The Galleria was the result of an international competition and was incorporated into the development in order to satisfy the City of Toronto’s public art requirements. It is a frequently photographed space, and is heavily featured as a backdrop for news reports, as well as TV and film productions.

The parabolic, arched roof that Santiago Calatrava created for the assembly hall of the Wohlen High School in Wohlen, Aargau, Switzerland, is generally considered to be a precursor of the vaulted, parabolic ceiling in the Galleria.

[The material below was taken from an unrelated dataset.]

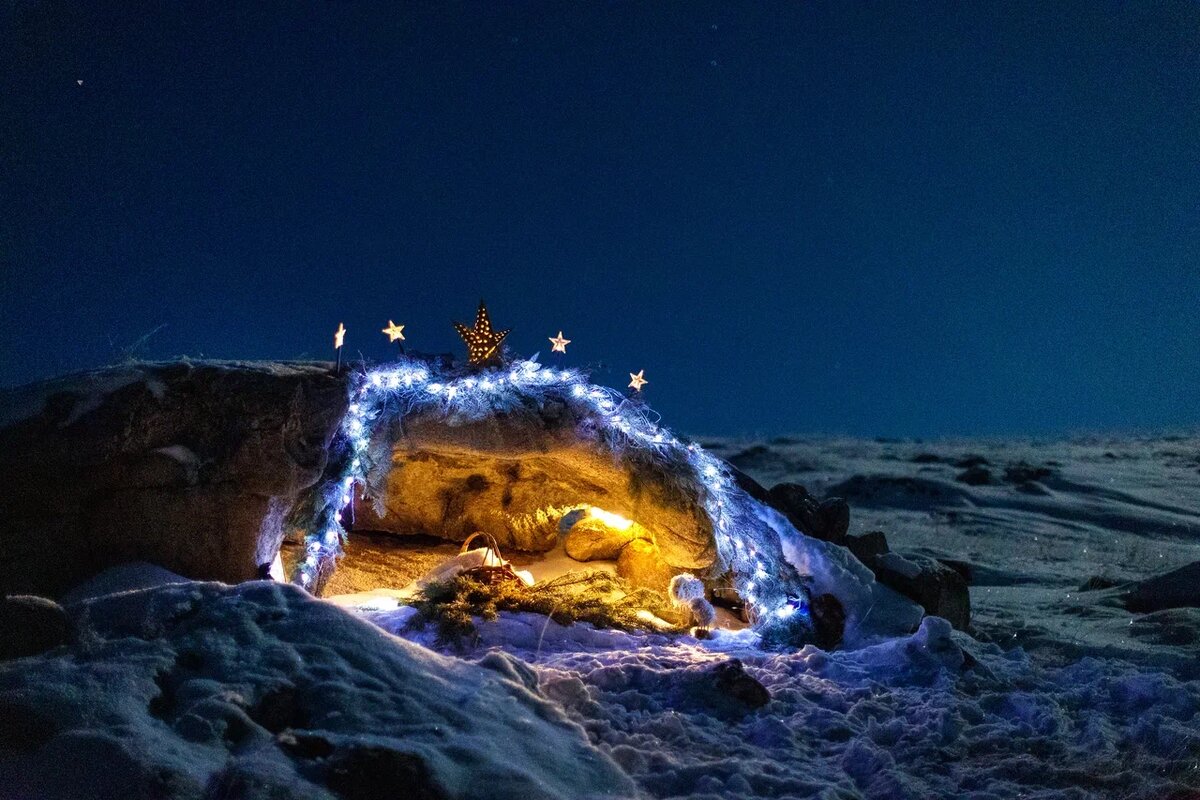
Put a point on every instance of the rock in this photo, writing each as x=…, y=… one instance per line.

Santiago Calatrava Valls – the Architect

Santiago Calatrava Valls (born 28 July 1951) is a Spanish architect, sculptor and structural engineer whose principal office is in Zürich, Switzerland. Classed now among the elite designers of the world, he has offices in Zürich, Paris, Valencia, and New York City.

Calatrava’s early career was largely dedicated to bridges and train stations, with designs that elevated the status of civil engineering projects to new heights. His Montjuic Communications Tower in Barcelona, Spain (1991) in the heart of the 1992 Olympics site, as well as the Allen Lambert Galleria in Toronto, Canada (1992), were important works and turning points in his career, leading to a wide range of commissions. The Quadracci Pavilion (2001) of the Milwaukee Art Museum was his first building in the United States. Calatrava’s entry into high-rise design began with an innovative 54-story-high twisting tower called Turning Torso (2005), located in Malmö, Sweden.

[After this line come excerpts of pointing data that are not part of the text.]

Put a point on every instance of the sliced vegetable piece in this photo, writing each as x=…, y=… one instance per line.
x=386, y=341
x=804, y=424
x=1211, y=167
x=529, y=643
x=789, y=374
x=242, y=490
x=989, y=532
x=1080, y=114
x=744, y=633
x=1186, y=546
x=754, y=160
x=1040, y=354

Calatrava has designed a futurisitc train station, the World Trade Center Transportation Hub, at the rebuilt World Trade Center in New York City.

Calatrava’s style has been heralded as bridging the division between structural engineering and architecture. In the projects, he continues a tradition of Spanish modernist engineering that included Félix Candela, Antonio Gaudí, and Rafael Guastavino. Nonetheless, his style is also very personal, and derives from numerous studies of the human body and the natural world.

On 10 December 2011 he was appointed a member of the Pontifical Council for Culture for a five year renewable term by Pope Benedict XVI.

Allen Thomas Lambert

Allen Thomas Lambert, (1911 – October 25, 2002) was a Canadian banker and former Chairman of the Toronto-Dominion Bank. He was awarded the Order of Canada – a Canadian national order, admission into which is, within the system of orders, decorations, and medals of Canada, the second highest honour for merit. It comes second only to membership in the Order of Merit, which is within the personal gift of Canada’s monarch.

Allen Lambert’s most visible achievement, and a source of great personal pride, was the construction of the Toronto Dominion Centre. He viewed it as a tangible statement of the Bank’s position in the forefront of industry. After rejecting a number of design proposals, Lambert turned to the great German/American architect Mies van der Rohe to develop a plan for a complex of buildings that would revolutionize the Toronto landscape. Now considered a Mies masterwork, the Centre is a lasting testament to Lambert’s vision and imagination. William Thorsell, CEO of the Royal Ontario Museum, wrote in a tribute to Allen Lambert: “For those who build, it is not a question of whether a legacy remains, but what its quality is. In Athens, in the Yucatan, in Paris, architecture still speaks eloquently centuries after so much else of value is gone. In 1967, a banker insisted that Toronto be remembered with respect.”